大丈夫じゃない大丈夫の言葉を拾って
薬剤師になって、児童精神科に関わる仕事がしたい。患者さんとその家族が安心できるように、そんな仕事がしたい。
患者さんを助けたい、そう思う。
でも実は自分を救いたいのかもしれない。
わたしはわたしがして欲しかったことを患者さんにして自分を救いたい。
あのとき、誰かに気づいて欲しかった。大丈夫じゃない大丈夫の言葉を誰かに拾って欲しかった。
薬に縋って、それでも頑張って生きていたこと。
怒るんじゃなくて、
責めるんじゃなくて、
ただ、ただ助けて欲しかった。
だからわたしは薬剤師になって自分を救いたい。
患者さんにも、その家族にも一人で抱え込まないでいて欲しい。病気になった本人も、その家族も苦しいから。

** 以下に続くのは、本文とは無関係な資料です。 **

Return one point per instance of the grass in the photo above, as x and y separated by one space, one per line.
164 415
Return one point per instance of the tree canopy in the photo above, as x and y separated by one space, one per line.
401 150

児童精神科に関わる仕事がしたいのは、きっと子供の頃のわたしと重ねているから。
あの頃、わたしが欲しかった、そんな大人になりたい。
それが薬剤師に果たせるかどうかは分からない。
わたしは患者さんやその家族を救えるほど強くないかもしれない。患者さんの人生を変えるそんな人になりたいなんて傲慢かもしれない。
それでもわたしはわたしを救いたいから、患者さんを救うことでわたしを救いたいから。
いつか薬剤師になって、誰かの生きたい、助けて欲しいを支えられるように。
傲慢でも偽善でもいいじゃないか。
そのために薬物依存症絶対治してやる。